Introduction to Big Data Systems

Published On 十二月 08, 2018

category server | tags bigdata

As the foundation of big data technology, big data systems focus on how to process and store large data sets on a distributed environment. They can be categorized according to their function as shown below. systems.jpg

For each new technique, I will concern 3 questions:

  1. Motivation: Why do we need it or what problem does it address?
  2. Design principles and architecture: How do it solve the problem?
  3. Demo: Show me an example.

Data Analytics

MapReduce for batch processing

How can we write parallel application on a computer cluster?

For example, we want to count the frequency of each word in a corpus of documents, such as Wikipedia. For simplicity, we assume the data can be accessed on any machine or node of a cluster.

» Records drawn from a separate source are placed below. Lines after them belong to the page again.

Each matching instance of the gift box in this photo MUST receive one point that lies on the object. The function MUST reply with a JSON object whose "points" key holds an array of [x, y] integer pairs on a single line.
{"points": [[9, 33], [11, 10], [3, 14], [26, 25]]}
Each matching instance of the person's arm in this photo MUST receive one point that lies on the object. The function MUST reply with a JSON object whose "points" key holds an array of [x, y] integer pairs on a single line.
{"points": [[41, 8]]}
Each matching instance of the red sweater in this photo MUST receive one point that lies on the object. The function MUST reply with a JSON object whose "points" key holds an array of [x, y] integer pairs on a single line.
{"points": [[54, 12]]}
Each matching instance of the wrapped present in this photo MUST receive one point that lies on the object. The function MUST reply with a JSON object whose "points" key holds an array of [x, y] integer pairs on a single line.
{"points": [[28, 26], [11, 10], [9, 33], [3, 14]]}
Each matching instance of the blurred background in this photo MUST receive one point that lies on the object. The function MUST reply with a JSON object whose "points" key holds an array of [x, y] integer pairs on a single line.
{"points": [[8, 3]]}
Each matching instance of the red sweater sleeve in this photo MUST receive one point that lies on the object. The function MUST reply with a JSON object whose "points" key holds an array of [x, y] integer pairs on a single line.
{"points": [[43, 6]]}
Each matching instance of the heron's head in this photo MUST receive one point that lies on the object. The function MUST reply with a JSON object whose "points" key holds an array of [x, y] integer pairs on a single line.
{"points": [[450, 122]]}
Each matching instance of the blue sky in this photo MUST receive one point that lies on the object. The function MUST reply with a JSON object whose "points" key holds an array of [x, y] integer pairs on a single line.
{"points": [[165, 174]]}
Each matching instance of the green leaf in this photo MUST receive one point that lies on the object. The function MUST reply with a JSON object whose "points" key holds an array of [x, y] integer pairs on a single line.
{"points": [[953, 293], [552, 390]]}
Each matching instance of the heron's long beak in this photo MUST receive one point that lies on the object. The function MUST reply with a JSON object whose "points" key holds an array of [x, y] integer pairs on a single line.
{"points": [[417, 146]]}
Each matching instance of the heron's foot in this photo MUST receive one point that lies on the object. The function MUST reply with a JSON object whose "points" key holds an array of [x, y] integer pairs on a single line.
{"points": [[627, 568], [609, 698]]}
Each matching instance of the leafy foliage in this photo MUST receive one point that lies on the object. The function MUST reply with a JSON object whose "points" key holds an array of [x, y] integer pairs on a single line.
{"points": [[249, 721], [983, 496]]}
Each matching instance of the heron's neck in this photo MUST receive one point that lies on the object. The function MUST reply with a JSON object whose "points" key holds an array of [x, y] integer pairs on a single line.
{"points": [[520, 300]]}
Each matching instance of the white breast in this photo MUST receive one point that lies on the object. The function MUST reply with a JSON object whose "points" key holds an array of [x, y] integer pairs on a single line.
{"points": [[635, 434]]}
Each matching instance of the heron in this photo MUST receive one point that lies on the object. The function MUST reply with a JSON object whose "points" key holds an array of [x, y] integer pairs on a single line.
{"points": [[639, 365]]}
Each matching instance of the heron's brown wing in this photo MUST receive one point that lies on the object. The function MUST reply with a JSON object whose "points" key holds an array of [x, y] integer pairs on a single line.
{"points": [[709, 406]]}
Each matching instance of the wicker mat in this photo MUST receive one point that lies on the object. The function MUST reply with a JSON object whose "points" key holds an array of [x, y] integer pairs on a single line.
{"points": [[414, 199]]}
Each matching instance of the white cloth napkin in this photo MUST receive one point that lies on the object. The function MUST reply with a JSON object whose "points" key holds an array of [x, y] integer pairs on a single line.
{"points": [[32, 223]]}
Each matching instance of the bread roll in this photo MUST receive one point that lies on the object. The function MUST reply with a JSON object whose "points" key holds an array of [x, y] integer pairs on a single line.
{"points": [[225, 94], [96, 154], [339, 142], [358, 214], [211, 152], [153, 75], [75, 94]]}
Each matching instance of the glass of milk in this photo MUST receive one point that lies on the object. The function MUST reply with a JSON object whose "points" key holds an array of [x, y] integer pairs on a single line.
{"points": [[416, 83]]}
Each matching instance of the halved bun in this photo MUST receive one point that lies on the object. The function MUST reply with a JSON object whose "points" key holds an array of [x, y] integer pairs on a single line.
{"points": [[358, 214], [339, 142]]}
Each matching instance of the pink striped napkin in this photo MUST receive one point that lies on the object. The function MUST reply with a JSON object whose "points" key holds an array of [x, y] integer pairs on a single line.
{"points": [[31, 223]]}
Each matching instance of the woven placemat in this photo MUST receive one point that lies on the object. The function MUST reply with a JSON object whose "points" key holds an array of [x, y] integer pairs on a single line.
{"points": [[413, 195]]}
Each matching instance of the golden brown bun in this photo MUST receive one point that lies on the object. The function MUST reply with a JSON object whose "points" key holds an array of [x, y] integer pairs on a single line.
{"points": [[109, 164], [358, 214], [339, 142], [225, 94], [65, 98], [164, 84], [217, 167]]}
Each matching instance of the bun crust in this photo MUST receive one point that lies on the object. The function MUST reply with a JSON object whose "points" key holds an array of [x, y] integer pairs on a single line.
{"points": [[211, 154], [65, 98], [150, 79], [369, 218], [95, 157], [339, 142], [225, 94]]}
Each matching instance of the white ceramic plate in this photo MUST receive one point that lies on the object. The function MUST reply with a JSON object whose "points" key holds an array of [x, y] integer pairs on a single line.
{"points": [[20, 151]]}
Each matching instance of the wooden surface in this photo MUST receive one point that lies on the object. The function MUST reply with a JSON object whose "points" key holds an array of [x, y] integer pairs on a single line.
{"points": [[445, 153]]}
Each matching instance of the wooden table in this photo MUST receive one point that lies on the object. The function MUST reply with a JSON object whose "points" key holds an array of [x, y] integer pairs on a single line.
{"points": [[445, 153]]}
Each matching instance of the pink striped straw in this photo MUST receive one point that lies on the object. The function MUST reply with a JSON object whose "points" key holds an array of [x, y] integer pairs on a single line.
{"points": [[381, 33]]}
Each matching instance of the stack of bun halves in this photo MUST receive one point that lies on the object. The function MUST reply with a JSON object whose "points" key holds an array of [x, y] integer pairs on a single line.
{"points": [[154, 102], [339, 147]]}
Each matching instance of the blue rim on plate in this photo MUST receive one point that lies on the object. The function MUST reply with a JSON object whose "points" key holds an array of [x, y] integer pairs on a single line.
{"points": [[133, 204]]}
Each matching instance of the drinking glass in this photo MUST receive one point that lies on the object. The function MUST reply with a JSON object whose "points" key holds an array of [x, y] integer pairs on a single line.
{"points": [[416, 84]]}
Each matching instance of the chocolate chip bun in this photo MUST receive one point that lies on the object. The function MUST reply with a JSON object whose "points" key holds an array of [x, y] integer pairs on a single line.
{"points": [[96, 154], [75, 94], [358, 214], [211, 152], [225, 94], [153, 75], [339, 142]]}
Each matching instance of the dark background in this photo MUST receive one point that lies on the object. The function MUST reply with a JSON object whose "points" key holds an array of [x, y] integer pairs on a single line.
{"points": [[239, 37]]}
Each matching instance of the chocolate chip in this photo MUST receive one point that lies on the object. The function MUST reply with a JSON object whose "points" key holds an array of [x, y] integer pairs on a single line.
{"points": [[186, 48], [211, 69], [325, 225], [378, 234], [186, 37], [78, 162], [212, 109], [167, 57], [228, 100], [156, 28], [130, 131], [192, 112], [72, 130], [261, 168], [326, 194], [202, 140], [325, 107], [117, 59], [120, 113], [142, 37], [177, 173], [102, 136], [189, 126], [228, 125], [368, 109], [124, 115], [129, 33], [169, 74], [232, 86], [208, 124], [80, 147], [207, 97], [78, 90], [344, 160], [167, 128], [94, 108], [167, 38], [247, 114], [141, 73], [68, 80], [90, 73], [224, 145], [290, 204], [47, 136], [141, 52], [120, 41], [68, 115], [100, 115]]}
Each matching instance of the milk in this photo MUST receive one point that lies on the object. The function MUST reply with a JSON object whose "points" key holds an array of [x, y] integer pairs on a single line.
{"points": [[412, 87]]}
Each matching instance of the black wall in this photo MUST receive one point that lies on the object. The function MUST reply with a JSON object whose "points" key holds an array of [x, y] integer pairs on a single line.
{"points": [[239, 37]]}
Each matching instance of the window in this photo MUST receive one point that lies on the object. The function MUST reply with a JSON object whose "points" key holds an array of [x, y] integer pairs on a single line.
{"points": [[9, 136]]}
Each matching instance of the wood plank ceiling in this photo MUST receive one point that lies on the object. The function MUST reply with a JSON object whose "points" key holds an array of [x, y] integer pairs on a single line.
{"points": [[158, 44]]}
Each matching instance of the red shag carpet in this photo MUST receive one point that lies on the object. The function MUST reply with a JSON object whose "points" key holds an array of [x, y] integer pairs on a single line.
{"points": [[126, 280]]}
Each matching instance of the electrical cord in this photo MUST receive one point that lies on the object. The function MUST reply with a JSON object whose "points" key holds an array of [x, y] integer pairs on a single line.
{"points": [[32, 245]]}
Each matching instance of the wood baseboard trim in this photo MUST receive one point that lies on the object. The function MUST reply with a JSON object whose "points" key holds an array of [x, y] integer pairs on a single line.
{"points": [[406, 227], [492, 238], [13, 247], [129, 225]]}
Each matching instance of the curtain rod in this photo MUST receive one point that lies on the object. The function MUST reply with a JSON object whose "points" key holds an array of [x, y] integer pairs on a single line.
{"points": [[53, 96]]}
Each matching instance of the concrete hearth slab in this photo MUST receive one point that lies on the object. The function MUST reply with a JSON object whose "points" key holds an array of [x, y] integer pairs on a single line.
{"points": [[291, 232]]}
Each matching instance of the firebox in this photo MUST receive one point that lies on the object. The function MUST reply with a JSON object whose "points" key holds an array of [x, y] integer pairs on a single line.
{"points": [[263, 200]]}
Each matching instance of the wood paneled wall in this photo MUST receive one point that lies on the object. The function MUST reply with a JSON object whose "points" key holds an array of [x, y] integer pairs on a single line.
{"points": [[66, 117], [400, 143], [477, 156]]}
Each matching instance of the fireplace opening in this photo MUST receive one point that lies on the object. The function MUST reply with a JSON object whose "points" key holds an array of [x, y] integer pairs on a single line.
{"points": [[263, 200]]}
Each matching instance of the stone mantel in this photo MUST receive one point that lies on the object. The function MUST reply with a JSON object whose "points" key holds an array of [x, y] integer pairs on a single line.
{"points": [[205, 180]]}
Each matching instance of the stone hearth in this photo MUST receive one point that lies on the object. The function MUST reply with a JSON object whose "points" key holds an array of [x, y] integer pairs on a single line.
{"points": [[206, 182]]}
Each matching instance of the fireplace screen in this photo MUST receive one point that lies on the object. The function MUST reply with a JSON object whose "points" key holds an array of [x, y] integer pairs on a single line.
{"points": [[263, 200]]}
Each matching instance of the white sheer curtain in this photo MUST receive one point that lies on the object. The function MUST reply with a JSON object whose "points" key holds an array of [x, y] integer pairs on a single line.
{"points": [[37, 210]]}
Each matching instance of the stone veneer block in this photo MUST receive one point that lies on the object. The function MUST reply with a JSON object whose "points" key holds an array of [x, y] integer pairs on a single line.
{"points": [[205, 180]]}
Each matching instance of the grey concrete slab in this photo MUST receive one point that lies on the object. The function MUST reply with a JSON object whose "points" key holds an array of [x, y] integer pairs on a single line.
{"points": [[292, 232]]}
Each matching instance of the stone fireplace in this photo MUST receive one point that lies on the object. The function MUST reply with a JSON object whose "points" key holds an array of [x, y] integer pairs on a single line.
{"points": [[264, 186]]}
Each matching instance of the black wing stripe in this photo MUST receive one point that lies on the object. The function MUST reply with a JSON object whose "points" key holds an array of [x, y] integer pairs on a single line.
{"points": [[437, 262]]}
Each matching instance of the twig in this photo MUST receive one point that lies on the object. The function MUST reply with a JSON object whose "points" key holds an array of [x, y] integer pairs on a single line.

We need to care about at least 6 design challenges.

  • Scheduling: Scheduling is the process of assigning jobs to nodes.
  • Parallelization: Jobs are running in a parallel way.
  • Synchronization: Some jobs can only start running after other jobs have finished.
  • Communication: The master needs to monitor the status of each node and job in real time. The input of a job might rely on the output of another job.
  • Fault tolerance: A job should be able to recover from partial failure. If a node fails, the job is reassigned to another node.
  • Load balance: Jobs are assigned preferentially to nodes that are not busy

MapReduce is designed for this. MapReduce is a framework for computing large amount of data on a cluster of machines. The runtime library of MapReduce takes care of all these things. Programmers only need to write 2 methods: Map & Reduce.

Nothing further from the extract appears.